HiClaw represents Alibaba's bet that the future of commerce isn't apps or websites — it's conversations. By integrating agents into everything from shopping to food delivery, they're creating a seamless AI-powered commerce experience.

MiniMax's MaxClaw: The Developer's Choice

MiniMax went after developers directly with MaxClaw, positioning it as the managed alternative to self-hosted agent solutions.

MaxClaw Highlights:

  • Cloud-hosted: No maintenance, no scaling worries
  • One-click deployment: Launch agents instantly
  • Persistent memory: Agents remember conversations across sessions
  • Multi-platform integration: Works across various platforms
  • M2.5 powered: Uses MiniMax's advanced foundation model
  • Zero-code options: Build agents without writing code

Launch Date: February 25, 2026

Official Site: maxclaw.ai

MaxClaw's pitch is simple: developers should focus on building great agent experiences, not managing infrastructure. By handling deployment, scaling, and uptime, MiniMax lets developers concentrate on what matters most.

The OpenClaw Foundation

What's remarkable about this Claw explosion is that most of these solutions are built on OpenClaw, the open-source agent platform that started it all. OpenClaw's permissive licensing and powerful capabilities made it the perfect foundation for companies to build upon.

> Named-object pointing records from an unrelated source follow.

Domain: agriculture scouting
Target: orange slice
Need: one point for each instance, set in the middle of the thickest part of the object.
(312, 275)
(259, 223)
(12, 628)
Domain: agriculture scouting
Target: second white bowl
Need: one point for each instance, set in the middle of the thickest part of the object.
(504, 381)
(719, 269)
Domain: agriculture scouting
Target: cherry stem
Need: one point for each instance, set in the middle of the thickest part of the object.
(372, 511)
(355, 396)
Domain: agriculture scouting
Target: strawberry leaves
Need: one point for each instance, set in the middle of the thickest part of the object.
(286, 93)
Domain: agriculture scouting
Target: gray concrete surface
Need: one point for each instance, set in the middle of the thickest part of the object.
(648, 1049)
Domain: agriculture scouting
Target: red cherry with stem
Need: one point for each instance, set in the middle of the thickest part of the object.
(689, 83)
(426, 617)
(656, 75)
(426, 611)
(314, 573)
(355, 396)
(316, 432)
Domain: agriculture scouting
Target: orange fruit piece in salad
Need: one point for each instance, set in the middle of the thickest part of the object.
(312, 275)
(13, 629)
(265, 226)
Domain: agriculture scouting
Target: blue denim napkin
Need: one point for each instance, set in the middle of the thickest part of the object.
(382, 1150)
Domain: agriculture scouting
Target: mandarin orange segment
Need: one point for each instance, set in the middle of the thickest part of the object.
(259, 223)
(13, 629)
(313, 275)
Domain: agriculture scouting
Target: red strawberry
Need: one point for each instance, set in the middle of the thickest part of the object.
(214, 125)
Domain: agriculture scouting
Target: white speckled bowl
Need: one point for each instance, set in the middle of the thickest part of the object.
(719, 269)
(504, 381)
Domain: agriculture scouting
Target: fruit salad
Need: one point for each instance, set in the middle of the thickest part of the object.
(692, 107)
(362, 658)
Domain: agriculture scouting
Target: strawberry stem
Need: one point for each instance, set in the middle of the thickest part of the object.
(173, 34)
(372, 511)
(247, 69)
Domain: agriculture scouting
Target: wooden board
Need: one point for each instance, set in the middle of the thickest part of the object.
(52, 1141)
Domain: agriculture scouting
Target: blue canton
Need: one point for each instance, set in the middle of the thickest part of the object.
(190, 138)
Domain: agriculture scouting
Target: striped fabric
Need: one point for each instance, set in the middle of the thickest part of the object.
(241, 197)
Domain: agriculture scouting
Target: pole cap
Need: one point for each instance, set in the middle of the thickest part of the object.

OpenClaw GitHub: github.com/openclaw/openclaw

This open-source foundation has created a virtuous cycle: companies build on OpenClaw, contribute improvements back, and the entire ecosystem advances faster than any single company could achieve alone.

What This Means for the Future

The rise of the Claws signals a fundamental shift in how we interact with technology:

  1. From apps to agents: The interface is becoming conversation, not clicks
  2. From manual to autonomous: AI agents will handle routine tasks automatically
  3. From isolated to integrated: Agents will work across entire ecosystems, not single apps
  4. From technical to accessible: Zero-deployment solutions make AI available to everyone

Who Will Win?

It's too early to declare a winner, but each Claw is pursuing a different strategy:

  • Baidu: Mass adoption through simplicity and scale
  • Alibaba: Ecosystem transformation through integration
  • MiniMax: Developer loyalty through ease of use

The most likely outcome? Multiple winners serving different markets. Consumers might prefer Baidu for simplicity, shoppers might use Alibaba for convenience, and developers might gravitate to MiniMax for flexibility.

The Next Chapter

This is just the beginning. As these platforms mature and more companies join the Claw race, we'll see rapid innovation in capabilities, integration, and user experience. The companies that figure out how to make AI agents truly useful, reliable, and accessible will define the next decade of technology.

One thing's certain: the age of AI agents is here, and the Claws are leading the charge.


This analysis is based on official announcements, GitHub repositories, and industry reports from each company.